For many American Jewish liberals, this trend is deeply dispiriting — and confusing. They’ve spent years arguing that anti-Zionism and anti-Semitism are two different things, that the former isn’t necessarily rooted in the latter. But now, they complain, that argument is becoming harder and harder to sustain. The lines are getting blurry. If these protesters don’t actually hate Jews, they ask, then why do they keep conflating Jews and the Israeli government? Why are they resorting to this anti-Jewish — and not simply anti-Israel — rhetoric?

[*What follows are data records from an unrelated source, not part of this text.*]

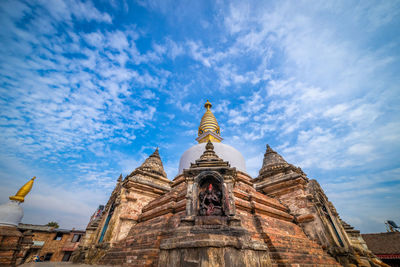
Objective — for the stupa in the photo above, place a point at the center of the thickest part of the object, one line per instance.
(215, 214)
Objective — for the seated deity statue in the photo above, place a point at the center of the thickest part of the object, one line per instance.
(210, 202)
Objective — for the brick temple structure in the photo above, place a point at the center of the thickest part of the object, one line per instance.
(214, 214)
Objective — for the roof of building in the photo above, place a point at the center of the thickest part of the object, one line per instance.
(383, 243)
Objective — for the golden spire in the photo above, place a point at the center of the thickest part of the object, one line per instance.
(23, 191)
(209, 128)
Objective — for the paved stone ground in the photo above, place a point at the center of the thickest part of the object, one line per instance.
(58, 264)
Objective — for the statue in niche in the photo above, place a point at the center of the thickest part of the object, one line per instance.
(210, 201)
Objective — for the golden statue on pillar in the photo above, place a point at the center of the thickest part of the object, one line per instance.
(23, 191)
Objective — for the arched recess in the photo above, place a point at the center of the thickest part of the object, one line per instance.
(209, 194)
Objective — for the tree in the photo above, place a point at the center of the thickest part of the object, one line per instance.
(53, 224)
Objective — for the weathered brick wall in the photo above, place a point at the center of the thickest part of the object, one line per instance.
(10, 241)
(51, 245)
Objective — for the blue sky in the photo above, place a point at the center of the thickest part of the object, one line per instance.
(89, 89)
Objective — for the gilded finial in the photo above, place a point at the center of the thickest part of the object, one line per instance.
(209, 145)
(207, 105)
(23, 191)
(209, 128)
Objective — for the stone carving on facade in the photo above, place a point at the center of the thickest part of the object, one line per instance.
(210, 200)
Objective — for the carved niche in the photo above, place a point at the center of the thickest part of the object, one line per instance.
(210, 197)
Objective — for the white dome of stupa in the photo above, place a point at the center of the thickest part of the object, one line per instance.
(209, 131)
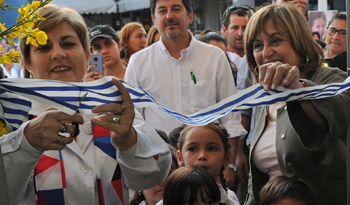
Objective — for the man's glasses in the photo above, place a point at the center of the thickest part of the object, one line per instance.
(233, 8)
(332, 31)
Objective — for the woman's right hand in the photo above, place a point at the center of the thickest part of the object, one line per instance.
(92, 75)
(42, 132)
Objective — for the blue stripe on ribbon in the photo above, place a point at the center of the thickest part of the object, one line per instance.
(66, 96)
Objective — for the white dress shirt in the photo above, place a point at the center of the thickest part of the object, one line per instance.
(140, 169)
(169, 82)
(13, 74)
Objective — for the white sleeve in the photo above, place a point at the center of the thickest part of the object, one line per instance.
(132, 78)
(244, 80)
(148, 162)
(225, 88)
(20, 158)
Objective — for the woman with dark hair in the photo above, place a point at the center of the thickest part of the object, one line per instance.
(335, 55)
(152, 36)
(50, 160)
(316, 35)
(304, 140)
(133, 39)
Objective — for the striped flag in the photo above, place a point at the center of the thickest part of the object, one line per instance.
(16, 96)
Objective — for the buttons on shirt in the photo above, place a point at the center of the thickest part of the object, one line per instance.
(84, 169)
(13, 142)
(88, 128)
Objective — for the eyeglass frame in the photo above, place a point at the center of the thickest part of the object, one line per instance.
(336, 30)
(233, 8)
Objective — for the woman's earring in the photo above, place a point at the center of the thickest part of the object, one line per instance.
(307, 60)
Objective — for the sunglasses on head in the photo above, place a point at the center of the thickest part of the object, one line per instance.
(233, 8)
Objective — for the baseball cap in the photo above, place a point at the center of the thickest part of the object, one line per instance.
(103, 31)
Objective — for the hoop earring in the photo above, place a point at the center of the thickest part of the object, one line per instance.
(307, 60)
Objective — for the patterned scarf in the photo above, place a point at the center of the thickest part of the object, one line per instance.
(50, 178)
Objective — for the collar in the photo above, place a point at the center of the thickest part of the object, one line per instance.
(185, 53)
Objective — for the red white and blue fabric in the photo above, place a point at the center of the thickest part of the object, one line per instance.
(50, 178)
(14, 95)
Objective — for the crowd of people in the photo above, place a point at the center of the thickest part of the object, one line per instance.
(284, 153)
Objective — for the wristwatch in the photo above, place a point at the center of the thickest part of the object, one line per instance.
(233, 167)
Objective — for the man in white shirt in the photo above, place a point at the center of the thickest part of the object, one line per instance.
(182, 73)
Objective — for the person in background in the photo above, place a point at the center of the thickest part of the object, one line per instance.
(295, 139)
(336, 55)
(235, 20)
(316, 35)
(318, 22)
(300, 4)
(49, 161)
(182, 73)
(152, 36)
(104, 41)
(133, 39)
(286, 191)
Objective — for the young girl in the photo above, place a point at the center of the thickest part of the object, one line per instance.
(191, 185)
(208, 147)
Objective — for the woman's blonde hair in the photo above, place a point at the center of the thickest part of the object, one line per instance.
(150, 36)
(288, 20)
(125, 33)
(54, 16)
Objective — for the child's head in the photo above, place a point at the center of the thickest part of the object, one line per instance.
(191, 185)
(155, 194)
(286, 191)
(206, 146)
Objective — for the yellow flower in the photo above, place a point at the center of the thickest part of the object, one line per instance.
(6, 59)
(31, 40)
(36, 4)
(11, 37)
(2, 27)
(23, 11)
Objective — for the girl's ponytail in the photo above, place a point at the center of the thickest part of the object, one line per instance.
(222, 179)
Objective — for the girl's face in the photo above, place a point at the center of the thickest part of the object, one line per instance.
(137, 40)
(155, 194)
(203, 147)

Or, in the words of recent Forward contributor Tova Ross:
When angry protesters shout “Death to the Jews!” at “anti-Israel” rallies in Antwerp, Berlin and London, and Jews are trapped in a Paris synagogue and firebombed by an angry mob, how can you honestly posit that anti-Zionism has nothing to do with anti-Semitism?
My response to that question is: Of course the two have something to do with one another — of course they’re uncomfortably intertwined — and are you really so shocked by that?
Is it really so hard to understand why — after Jews have spent decades telling every Jewish child that they are owed a free trip to Israel, citizenship in Israel, life and land in Israel purely by virtue of being Jewish — the world is slow to distinguish between Jews and Israel?
Dear Diaspora Jews, I’m sorry to break it to you, but you can’t have it both ways. You can’t insist that every Jew is intrinsically part of the Israeli state and that Jews are also intrinsically separate from, and therefore not responsible for, the actions of the Israeli state. You can’t support or attend a Birthright trip, the basic premise of which — just look at the name — is that a Jew has only to be born to win the “right” to romp all over Israel, and then act all surprised when these things are conflated. You can’t applaud Israeli Prime Minister Benjamin Netanyahu when he goes around calling himself “the leader of the Jewish people,” and then get all huffy when Arabic-speakers use a single word to denote “Zionists” and “Israelis” and “Jews.”
Please, don’t misunderstand me, and don’t mischaracterize what I’m saying. This is not a defense of anti-Semitism, or of anti-Semitic speech and behavior. Anti-Semitism is, obviously, completely indefensible. When protesters veer away from the language of anti-Zionism — a legitimate political language, whether you agree with it or not — into the language of anti-Semitism, they should face serious consequences, as befitting any other hate speech.
I am not saying that the semantic slippage from anti-Zionism to anti-Semitism, which we’re seeing so much of at Gaza rallies these days, is excusable. What I am saying is that it’s not surprising. I wish we would all stop acting so shocked by it — and, instead, acknowledge the ways in which Jewish words and actions have helped to blur these lines.